By Carol Bareuther - November 1, 2006 
 
We’ve all been there as parents.

Photo by Matias Capizzano


Thrilled to see our kids take the tillers of Optimists for the first time and sail out into shallow seas unaided. Excited when our kids actually compete in regattas for the first time and beam with the pride of participation. Ecstatic when our young sailors finally put first place medals around their necks. But, what does it take to go to the next step? For that Opti sailor who’s winning all the home island regattas to win the International events held ‘round the world too?


First, you need to decide if this is something that you and your Opti sailor truly want. Some kids get a kick out of being the big fish in a little pond and the self-assurance that comes from this level of sporting endeavor. For parents and clubs, Peter Barclay, Peru-based vice president of the International Optimist Dinghy Association (IODA) who attended the Optimist North American Championships in Ponce, Puerto Rico this summer says, “It’s one thing to start a program and another to get the kids to a high level of competition. Before you do this, you have to travel to small international events in your region and arrange for good coaching.”

 
From the 2019 USODA ODP2 National Meeting
 
This second point, that of traveling to other islands for sailing competitions, takes a time and money investment by the whole family.


For example, one of the first regattas Puerto Rico’s Jose Nigaglioni, Jr. attended outside of Puerto Rico was the Valentine’s Day Optimist Regatta held on St. Croix. This trip was made possible by his father, Jose “Quino” Nigaglioni, Sr., who transported boats and Jose’s fellow sailing friends aboard the family’s 47-foot sailboat, Lady S. “That’s what really launched by son’s sailing career,” Nigaglioni says. Many Caribbean islands host regattas where the Optimist is a featured class. Beyond these smaller inter-island events, two larger regattas held in the region are the Week of Schoelcher in Martinique each February and the Scotiabank Caribbean International Optimist Regatta in St. Thomas, U.S. Virgin Islands each June.
 
The next leap for many Caribbean junior sailors is attendance at the Orange Bowl Regatta held the last week in December out of Miami, Florida. The Orange Bowl is the largest youth regatta held in the U.S., with over 600 sailors from around the world competing. Many Caribbean juniors will also choose to compete in Opti events in Europe as part of planned travel to visit family and friends in a native country.

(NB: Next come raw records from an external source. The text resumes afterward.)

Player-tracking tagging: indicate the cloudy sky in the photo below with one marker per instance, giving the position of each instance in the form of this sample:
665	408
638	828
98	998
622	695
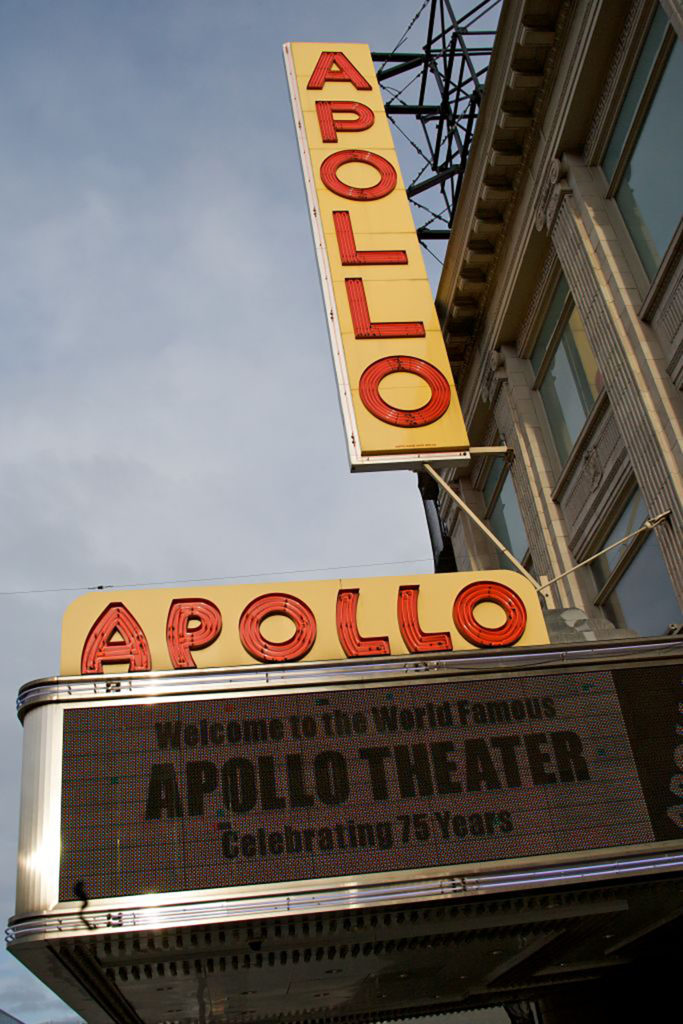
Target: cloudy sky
169	410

Third, coaching is key. There are many excellent sailors in the Caribbean who can teach kids how to sail well and win regattas. Yet, to take them into the winning realm of high-level international competition, it takes well-traveled coaches who themselves have participated in this type of event and have ‘head out of Caribbean’ mentalities to know how to prepare kids for the world’s junior sailing stage.


Mauricio Galarce, Lauderdale YC and USNT Coach.
Finding a good coach takes networking and dedication on the part of parents and clubs, but it pays off. Just look at the success story in Trinidad. David Lewis, an Opti dad and president of the Trinidad & Tobago Optimist Dinghy Association (TODA), hired Peru’s Fernando “Happy” Alegre, who began an intensive training program with a handful of Trinidadian sailors. After less than a year of concerted instruction, one of these sailors, Matthew Scott, astounded the junior sailing world by placing an overall 7th at the Optimist World Championships in Ecuador. The following year, Scott scored 2nd overall at the Opti Worlds held in Switzerland.


The question of ‘what makes a good Opti sailor great?’ was put to three South American coaches who have trained or currently train kids in the Caribbean and their answers are insightful.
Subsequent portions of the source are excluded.